O grupo desenvolve o projeto Carolina Maria De Jesus, uma ação que tem o objetivo de auxiliar no comprimento da Lei 10.639/03, lei que estabelece a obrigatoriedade da história da cultura negra na grade curricular nos ensinos de educação básica, além de deixar vigente o 20 de novembro como Dia da Consciência Negra no calendário escolar. Como base do projeto Carolina Maria De Jesus, o coletivo Yepondá tem um enorme acervo com livros, documentários e livros com conteúdo de cultura e religião voltadas para a questão racial.

– Fazemos rodas de conversa, organizamos eventos, cursos de direitos humanos e tudo aquilo que venha acrescentar para o Yeopondá e que o grupo esteja preparado para acrescentar na sociedade – enumera a ativista.

Exposição de livros e rodas de conversa foram as atrações do evento público.

Grupo de Mulheres Yepondá existe há 13 anos. Parte das integrantes do grupo vem de áreas da militância e outras foram atendidas pelo coletivo. Uma curiosidade é que na sua formação muitas integrantes são de religiões diferentes, senhoras de 80 anos e adolescentes de 14 anos – fatores esses que são favoráveis para ideologias e pensamentos diferentes na construção de um diálogo de paz e um trabalho coletivo em prol da comunidade. Um exemplo real é a arte educadora Bárbara Souza, licenciada em Dança UFRJ, há 8 anos participando do coletivo. A moça conta como ser evangélica não interferiu na sua participação.

– É um grupo em que a diversidade, a tolerância e o amor são os pilares. É um trabalho de resistência. Apesar de inúmeras dificuldades de tempo, espaço e recurso financeiro, não medimos esforços para realizar as atividades – conta.

Barbara Souza e Iya Lucia de Oxum na entrega de condecoração como participante do evento Amanhecer com Marielle Franco.

Agendas específicas são diferencial do Yepondá, elas estão presentes na Marcha Mundial Das Mulheres Negras, atos públicos do 8 de março, entre outros. Esse ano, o tema escolhido para a tradicional confraternização anual do grupo foram dois anos sem Marielle Franco, que aconteceu na praça de Éden, em São João De Meriti – lugar de imensa circulação de mulheres para ser realizado.

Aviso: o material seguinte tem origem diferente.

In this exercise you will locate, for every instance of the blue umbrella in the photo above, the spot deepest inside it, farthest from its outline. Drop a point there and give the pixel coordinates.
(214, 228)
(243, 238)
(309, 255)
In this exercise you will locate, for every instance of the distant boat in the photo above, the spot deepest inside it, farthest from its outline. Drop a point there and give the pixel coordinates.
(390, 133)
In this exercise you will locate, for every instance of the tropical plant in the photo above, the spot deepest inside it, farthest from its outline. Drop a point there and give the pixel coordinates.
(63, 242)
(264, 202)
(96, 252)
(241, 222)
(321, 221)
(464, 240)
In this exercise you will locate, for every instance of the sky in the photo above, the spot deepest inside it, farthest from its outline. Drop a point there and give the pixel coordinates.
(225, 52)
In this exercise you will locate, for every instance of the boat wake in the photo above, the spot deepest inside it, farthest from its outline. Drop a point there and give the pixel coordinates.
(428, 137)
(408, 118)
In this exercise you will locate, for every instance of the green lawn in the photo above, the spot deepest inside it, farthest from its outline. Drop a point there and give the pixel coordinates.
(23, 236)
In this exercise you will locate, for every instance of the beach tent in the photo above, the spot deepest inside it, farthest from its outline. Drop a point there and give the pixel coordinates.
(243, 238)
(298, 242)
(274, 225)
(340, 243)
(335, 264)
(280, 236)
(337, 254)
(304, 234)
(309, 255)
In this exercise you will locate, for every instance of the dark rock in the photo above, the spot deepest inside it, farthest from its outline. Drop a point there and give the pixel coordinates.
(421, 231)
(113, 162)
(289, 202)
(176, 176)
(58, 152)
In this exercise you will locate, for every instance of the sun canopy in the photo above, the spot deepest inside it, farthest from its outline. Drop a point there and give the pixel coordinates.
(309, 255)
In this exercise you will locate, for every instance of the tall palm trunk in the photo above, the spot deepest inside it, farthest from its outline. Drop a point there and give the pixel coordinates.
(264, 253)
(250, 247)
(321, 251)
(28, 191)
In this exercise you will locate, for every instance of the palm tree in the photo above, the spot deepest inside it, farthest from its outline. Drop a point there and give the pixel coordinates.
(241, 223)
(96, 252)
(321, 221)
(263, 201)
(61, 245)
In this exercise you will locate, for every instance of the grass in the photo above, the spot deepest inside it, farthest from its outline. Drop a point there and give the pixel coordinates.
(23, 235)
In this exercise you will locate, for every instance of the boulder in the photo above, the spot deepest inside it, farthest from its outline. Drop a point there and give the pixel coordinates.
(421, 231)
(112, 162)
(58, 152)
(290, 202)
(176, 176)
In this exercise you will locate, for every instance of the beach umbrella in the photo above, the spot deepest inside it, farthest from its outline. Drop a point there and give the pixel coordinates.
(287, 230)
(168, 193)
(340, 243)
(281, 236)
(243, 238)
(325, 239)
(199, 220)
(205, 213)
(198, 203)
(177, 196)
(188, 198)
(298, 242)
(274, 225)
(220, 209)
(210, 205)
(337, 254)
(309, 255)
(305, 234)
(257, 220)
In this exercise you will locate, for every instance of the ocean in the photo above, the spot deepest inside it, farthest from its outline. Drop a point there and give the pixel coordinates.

Mesmo sendo um assunto sério e delicado, Iya Lucia decidiu de forma lúdica e objetiva realizar o evento anual com o título em 2020 “Amanhecer com Marielle Franco”, que reuniu mulheres com várias ações como roda de conversa, exposição de artesãs e muita dança.

– Esse momento para o Yepondá foi de muita importância. Ocupar a praça porque é onde estão passando a população, tem supermercado… as pessoas pararam e levaram nossa mensagem – relata Iya Lucia.

Mulheres ilustres de São João de Meriti foram homenageadas pela Casa de Cultura do município.

– Como mulher e negra sinto dor e indignação. Perdemos uma grande referência de mulher negra no poder público. Conhecimento é poder e Marielle tinha os dois. Precisamos nos fortalecer, trocarmos experiências umas com as outras. Ocuparmos os diversos áreas da sociedade – disse.

Yepondá na tradição Yorubá é uma divindade da cultura africana que representa a ancestralidade e a maternidade. É Oxum, nos contos de matrizes africana. De acordo com a crença, Oxum se posicionou sobre a criação do mundo na forma da sua organização.

Com essa citação e coragem de tantas mulheres fortes devemos pensar na cobrança de políticas e direitos com mais eficácia para mulheres periféricas e faveladas. A cada momento acontece um crime contra a vida da mulher pelo Brasil e a Baixada Fluminense tem quantitativo extenso nesse sentido. Precisamos entender, apoiar mais espaços de fala para que possamos criar um ambiente seguro e acolhedor para todas.